Uzun süre oldu yazamadım, ve bu süreçte bir çok şey yaşandı, bir çoğu bitti..

Hayatım boyunca yaşadığım hiç birşeyden dolayı pişmanlık duymadım. Çünkü yaşadığımız herşey; günahlarımız, sevaplarımız, artısıyla eksisiyle bizi biz yapan değerler. Yaptığımız hatalar olmasaydı, yapacağımız iyiliklerden söz edemezdik, çünkü iyilik kötülüğün olmadığı yerde fark edilemez.

Okulumun son senesini okurken, uzun uğraşları ve yorucu sınavları aştıktan sonra İsveç'te master yapma hayalimizin gerçekleşmesi için sadece başvuru işlemleri kalmıştı geriye. Yine mektuplar, belgeler ve araştırmalarla geçen Kasım, Aralık aylarından sonra Ocak ayında İsveç'teki bilgisayarla ilgili kalbur üstü tüm üniversitelere başvurularımızı bitirmiştik.

Bir kaç hafta önce müjdeli haberler bir bir gelmeye başladı. Tabii bunlar arasında en iyisi avrupanın önde gelen teknik üniversitelerinden KTH'den aldığım kabul mektubuydu. KTH'de Information and Communication Technologies Entrepreneurship ( Bilgi ve İletişim Teknolojilerinde Girişimcilik ) bölümüne kabul olduğumu öğrenmiş bulunmaktaydım ki, yine kaliteli bir başka üniversite olan Chalmers'tan da Software Engineering and Technology ( Yazılım Mühendisliği ve Teknoloji ) bölümünden de kabul aldığıma dair bir mail aldım.

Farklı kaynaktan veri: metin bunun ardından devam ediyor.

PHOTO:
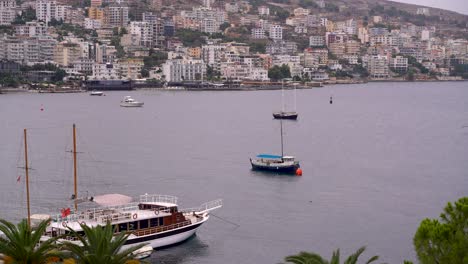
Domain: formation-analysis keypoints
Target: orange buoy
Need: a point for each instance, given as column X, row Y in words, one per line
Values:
column 299, row 172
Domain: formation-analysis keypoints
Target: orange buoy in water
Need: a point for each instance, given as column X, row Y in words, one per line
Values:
column 299, row 172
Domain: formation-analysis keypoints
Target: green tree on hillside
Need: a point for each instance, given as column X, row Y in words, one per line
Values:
column 313, row 258
column 444, row 241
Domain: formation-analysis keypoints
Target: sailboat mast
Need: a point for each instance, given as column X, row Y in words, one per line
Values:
column 27, row 177
column 281, row 122
column 282, row 95
column 74, row 167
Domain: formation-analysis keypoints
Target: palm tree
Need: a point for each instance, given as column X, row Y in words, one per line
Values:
column 100, row 245
column 313, row 258
column 20, row 244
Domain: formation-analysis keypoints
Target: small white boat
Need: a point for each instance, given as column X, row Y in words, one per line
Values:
column 143, row 252
column 128, row 101
column 96, row 93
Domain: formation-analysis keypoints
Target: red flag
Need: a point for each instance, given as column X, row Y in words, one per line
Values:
column 65, row 212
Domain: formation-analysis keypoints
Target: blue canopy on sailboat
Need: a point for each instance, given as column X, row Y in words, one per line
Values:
column 268, row 156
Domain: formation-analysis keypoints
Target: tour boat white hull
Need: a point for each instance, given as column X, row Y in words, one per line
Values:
column 135, row 104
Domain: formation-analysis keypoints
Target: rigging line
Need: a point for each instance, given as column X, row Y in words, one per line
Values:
column 227, row 221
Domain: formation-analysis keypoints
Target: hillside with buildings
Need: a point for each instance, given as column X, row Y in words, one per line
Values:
column 162, row 42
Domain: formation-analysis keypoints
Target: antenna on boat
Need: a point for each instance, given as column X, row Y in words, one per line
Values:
column 27, row 177
column 75, row 168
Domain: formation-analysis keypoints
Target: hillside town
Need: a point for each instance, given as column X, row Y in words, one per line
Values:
column 161, row 42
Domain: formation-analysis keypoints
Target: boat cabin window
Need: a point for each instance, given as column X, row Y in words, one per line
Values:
column 144, row 224
column 154, row 222
column 133, row 225
column 123, row 227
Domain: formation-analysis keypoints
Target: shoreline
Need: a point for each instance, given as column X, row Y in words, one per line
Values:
column 240, row 88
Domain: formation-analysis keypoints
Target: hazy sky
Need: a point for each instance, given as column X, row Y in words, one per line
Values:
column 460, row 6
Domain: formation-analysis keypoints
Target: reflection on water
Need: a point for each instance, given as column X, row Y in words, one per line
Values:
column 181, row 253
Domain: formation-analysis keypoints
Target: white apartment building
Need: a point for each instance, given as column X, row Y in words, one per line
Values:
column 316, row 41
column 184, row 70
column 422, row 11
column 92, row 23
column 398, row 64
column 144, row 31
column 106, row 71
column 378, row 66
column 7, row 11
column 116, row 16
column 276, row 32
column 258, row 33
column 264, row 10
column 212, row 55
column 31, row 29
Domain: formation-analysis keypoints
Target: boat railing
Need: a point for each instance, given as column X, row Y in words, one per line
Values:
column 206, row 207
column 158, row 229
column 158, row 198
column 95, row 213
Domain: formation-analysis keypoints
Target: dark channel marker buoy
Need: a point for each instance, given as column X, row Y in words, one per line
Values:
column 299, row 172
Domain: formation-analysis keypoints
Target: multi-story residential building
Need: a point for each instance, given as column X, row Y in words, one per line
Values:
column 263, row 10
column 92, row 23
column 422, row 11
column 258, row 33
column 276, row 32
column 46, row 10
column 116, row 15
column 144, row 31
column 399, row 64
column 31, row 29
column 378, row 67
column 96, row 13
column 106, row 71
column 335, row 37
column 84, row 66
column 212, row 55
column 66, row 53
column 281, row 47
column 316, row 41
column 231, row 7
column 184, row 70
column 7, row 11
column 301, row 11
column 352, row 47
column 96, row 3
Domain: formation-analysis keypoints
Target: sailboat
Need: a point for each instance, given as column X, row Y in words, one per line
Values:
column 269, row 162
column 153, row 219
column 286, row 114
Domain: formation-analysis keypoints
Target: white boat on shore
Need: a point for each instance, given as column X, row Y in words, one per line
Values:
column 128, row 101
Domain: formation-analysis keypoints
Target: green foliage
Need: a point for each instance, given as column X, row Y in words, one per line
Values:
column 100, row 245
column 22, row 245
column 191, row 38
column 279, row 72
column 314, row 258
column 444, row 241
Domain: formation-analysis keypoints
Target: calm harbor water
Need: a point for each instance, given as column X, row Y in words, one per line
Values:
column 376, row 162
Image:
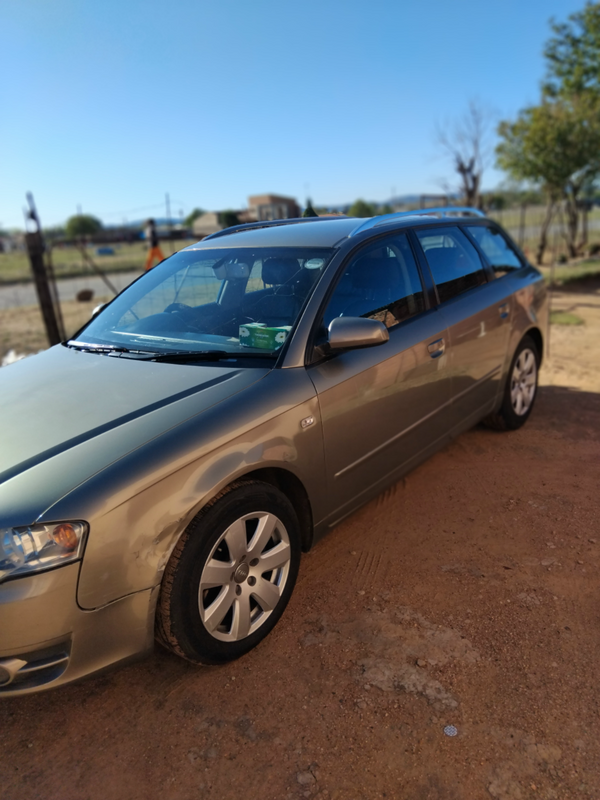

KTH'de okumak hep istediğim bir şeydi ancak tüm bu master başvuru sürecinde birlikte hareket ettiğim arkadaşlarım Alper ve Mahmut ikilisinden, Mahmut KTH'ye kabul alamamıştı. Bu durumda onun için Chalmers'ta okumaktan başka çare görünmüyor şu an. Alper'le ben ise KTH'ye gitmeyi düşünüyoruz. Tabii bu kararımızı etkileyebilecek bir de burs faktörü var ki o da sıkıcı ve uzun bir konu.

Yani nereye gideceğime net olarak karar verebilmiş değilim. Ama Kista Science City ve Stockholm gibi dünyanın teknoloji merkezi bir şehrinde okumak bana daha avantajlı geliyor. Hele de KTH faktörü göz önüne alındığında sanırım burs çıksın ya da çıkmasın benim gideceğim okul belli...

Herkes için hayırlısı olsun.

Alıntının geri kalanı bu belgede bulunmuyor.